C’est indispensable, même en ville, car la pollution intérieure est cinq à dix fois supérieure à celle de l’extérieur, d’après l’association Asthme&Allergies. Idéalement, on ouvre les fenêtres pendant quinze minutes tôt le matin et quinze minutes le soir, en toutes saisons. On aère aussi plusieurs heures quand on vient de peindre, d’installer un nouveau sol ou un nouveau meuble. Presque tout produit neuf rejette des molécules irritantes, voire cancérigènes, comme les composés organiques volatils (COV).

Me faut-il un purificateur d’air ? Seuls les appareils dotés d’un filtre à particules HEPA ont prouvé leur efficacité pour combattre une bonne partie des polluants intérieurs.

Je trie mes produits d’entretien

Ils polluent souvent l’air des maisons autant qu’ils nettoient les surfaces. Beaucoup émettent des COV, comme le formaldéhyde, un gaz irritant classé cancérogène par l’Organisation mondiale de la santé (OMS). Les produits les plus simples sont aussi les plus sains : savons noir et de Marseille, vinaigre blanc, bicarbonate de soude…

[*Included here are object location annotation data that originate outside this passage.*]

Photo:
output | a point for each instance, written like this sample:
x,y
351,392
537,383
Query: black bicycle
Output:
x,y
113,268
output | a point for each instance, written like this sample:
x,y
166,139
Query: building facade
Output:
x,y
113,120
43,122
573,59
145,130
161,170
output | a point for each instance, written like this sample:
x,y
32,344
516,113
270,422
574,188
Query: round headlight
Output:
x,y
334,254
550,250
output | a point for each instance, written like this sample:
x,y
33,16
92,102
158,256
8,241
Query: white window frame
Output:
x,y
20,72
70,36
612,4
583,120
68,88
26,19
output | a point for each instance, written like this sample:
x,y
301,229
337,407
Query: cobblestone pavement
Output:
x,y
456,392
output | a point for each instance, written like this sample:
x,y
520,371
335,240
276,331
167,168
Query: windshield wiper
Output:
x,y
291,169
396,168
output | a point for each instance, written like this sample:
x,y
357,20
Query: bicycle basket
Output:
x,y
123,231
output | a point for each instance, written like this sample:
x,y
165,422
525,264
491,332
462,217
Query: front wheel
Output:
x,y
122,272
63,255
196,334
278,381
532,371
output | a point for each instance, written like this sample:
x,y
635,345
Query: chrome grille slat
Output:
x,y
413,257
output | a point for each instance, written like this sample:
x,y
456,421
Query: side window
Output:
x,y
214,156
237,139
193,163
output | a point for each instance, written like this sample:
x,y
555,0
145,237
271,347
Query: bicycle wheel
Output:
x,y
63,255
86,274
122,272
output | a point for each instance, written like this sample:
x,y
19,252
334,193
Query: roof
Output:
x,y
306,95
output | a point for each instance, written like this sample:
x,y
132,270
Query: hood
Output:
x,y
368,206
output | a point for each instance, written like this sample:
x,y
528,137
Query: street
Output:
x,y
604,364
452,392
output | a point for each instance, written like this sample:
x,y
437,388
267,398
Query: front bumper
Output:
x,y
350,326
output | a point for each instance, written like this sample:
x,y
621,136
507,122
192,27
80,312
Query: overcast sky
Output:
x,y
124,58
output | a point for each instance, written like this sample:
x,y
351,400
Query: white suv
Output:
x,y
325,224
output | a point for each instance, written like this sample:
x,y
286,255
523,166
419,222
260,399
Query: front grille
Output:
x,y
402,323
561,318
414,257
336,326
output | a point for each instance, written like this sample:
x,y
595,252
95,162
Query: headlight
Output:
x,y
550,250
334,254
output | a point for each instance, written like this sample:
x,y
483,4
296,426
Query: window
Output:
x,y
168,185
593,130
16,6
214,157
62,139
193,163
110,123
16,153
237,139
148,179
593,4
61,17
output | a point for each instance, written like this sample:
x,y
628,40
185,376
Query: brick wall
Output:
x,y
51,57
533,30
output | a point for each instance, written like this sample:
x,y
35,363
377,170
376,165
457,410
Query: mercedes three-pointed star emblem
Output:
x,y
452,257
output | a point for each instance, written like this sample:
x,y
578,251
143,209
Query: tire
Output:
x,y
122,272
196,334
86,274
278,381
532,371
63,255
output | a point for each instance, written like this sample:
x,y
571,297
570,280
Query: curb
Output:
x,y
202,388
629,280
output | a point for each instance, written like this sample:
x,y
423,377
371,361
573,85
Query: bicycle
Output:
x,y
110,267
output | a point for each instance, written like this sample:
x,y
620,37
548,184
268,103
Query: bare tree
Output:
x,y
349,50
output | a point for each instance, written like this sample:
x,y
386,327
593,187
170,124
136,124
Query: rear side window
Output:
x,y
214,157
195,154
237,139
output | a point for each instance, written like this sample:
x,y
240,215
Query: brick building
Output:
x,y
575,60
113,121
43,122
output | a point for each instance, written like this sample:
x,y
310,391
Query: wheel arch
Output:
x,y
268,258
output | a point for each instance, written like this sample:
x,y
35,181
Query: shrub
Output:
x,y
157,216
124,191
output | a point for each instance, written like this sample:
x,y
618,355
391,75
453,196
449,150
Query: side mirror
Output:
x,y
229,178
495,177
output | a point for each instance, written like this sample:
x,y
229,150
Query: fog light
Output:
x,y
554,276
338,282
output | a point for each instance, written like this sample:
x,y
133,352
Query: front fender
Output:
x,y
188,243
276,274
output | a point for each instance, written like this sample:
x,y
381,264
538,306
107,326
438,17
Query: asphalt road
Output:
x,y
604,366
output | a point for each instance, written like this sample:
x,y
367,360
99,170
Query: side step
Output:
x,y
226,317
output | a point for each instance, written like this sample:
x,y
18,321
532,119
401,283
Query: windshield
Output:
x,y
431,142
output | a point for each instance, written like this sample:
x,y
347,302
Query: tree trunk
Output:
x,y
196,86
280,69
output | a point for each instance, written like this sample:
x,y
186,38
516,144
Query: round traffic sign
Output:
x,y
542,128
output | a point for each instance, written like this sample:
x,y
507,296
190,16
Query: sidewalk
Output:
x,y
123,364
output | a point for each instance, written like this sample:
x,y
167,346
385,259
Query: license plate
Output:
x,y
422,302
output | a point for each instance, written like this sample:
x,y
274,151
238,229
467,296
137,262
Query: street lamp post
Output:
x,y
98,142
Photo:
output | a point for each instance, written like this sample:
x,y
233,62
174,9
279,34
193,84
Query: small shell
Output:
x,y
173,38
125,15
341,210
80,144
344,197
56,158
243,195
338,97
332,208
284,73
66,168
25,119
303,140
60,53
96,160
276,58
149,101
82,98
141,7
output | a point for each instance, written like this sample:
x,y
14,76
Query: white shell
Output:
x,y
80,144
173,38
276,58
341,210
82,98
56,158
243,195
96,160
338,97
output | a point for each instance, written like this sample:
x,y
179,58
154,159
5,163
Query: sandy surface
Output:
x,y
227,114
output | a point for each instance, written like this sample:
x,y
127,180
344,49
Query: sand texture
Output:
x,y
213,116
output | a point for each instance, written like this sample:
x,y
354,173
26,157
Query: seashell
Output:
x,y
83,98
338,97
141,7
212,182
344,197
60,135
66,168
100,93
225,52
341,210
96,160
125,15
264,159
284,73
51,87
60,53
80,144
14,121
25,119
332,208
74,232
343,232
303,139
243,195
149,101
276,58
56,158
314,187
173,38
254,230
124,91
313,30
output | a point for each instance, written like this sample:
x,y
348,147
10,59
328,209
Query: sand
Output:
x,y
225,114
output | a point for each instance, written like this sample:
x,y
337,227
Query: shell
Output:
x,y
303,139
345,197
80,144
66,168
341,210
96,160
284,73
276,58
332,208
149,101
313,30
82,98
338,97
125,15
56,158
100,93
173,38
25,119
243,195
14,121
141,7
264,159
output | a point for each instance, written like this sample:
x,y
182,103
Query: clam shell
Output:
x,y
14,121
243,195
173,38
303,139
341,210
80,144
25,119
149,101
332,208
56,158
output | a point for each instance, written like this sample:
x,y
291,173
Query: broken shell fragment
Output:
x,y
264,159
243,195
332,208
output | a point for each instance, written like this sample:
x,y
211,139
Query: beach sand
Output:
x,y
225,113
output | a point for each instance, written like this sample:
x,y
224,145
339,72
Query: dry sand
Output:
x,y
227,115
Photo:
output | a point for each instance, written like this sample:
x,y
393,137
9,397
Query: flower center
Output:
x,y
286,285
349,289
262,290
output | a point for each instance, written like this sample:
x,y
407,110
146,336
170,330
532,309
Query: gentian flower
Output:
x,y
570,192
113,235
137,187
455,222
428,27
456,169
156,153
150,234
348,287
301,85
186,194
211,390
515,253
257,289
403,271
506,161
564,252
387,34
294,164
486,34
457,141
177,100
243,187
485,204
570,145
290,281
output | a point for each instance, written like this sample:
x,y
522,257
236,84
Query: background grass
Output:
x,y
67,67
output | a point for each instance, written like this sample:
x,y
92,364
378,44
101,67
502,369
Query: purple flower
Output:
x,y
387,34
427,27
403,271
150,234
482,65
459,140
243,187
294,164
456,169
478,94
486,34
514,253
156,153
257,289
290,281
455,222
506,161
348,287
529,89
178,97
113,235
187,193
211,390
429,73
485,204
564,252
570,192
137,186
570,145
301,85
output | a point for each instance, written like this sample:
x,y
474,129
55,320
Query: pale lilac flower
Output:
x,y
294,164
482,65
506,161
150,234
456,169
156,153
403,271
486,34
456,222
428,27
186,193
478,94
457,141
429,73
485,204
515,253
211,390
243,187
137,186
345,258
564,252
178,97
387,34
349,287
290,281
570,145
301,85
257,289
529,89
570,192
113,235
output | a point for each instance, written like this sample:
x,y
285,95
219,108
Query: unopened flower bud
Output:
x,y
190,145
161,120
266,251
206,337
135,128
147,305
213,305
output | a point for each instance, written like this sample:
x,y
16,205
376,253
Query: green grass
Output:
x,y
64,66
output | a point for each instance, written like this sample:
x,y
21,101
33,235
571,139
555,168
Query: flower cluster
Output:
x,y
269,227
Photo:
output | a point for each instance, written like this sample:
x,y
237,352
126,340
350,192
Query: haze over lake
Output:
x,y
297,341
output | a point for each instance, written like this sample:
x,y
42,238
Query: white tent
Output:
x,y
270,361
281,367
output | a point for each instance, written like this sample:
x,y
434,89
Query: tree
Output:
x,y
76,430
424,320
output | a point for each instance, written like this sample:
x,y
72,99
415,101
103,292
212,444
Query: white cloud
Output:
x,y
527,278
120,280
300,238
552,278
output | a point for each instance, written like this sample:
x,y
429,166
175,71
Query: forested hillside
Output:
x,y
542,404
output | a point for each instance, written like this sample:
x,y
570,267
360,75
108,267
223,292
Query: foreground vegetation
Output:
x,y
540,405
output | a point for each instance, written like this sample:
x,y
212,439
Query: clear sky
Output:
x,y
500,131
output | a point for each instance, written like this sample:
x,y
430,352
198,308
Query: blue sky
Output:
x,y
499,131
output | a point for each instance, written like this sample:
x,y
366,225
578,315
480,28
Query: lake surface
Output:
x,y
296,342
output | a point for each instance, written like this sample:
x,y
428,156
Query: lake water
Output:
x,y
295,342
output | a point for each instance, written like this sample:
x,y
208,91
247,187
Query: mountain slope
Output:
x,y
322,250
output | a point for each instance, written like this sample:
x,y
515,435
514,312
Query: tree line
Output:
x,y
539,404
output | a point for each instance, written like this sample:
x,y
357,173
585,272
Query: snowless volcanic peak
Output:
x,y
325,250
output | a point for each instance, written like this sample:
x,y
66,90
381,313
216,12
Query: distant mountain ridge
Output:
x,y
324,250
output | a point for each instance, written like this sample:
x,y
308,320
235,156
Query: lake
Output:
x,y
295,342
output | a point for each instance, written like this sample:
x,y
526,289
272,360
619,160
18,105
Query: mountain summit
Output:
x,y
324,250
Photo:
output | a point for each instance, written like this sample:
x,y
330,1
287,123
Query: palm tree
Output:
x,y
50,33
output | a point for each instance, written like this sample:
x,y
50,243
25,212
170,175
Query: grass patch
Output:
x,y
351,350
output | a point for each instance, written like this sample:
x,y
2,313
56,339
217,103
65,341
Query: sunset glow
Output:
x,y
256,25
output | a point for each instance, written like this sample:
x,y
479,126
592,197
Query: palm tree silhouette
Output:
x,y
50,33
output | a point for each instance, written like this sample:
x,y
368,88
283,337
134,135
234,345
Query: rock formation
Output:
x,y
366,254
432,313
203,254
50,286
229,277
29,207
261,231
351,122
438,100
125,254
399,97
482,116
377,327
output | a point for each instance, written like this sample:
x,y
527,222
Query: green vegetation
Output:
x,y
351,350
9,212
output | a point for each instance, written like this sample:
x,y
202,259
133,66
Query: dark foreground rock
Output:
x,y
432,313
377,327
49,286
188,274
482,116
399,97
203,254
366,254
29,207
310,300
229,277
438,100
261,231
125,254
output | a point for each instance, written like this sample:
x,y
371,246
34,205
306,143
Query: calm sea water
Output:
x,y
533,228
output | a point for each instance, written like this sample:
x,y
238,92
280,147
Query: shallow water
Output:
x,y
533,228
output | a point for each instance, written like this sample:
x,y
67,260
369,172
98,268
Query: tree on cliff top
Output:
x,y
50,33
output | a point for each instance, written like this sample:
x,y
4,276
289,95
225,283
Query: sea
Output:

J’adapte mes activités en ville

La pollution est à son maximum quand il fait beau, et entre 11h et 19h environ. Mieux vaut donc marcher tôt le matin. On privilégie aussi les itinéraires sur les voies piétonnes. Enfin, même si cela paraît bizarre, on est moins exposé à vélo que lorsque l’on prend la voiture ou le métro, des transports qui concentrent la pollution.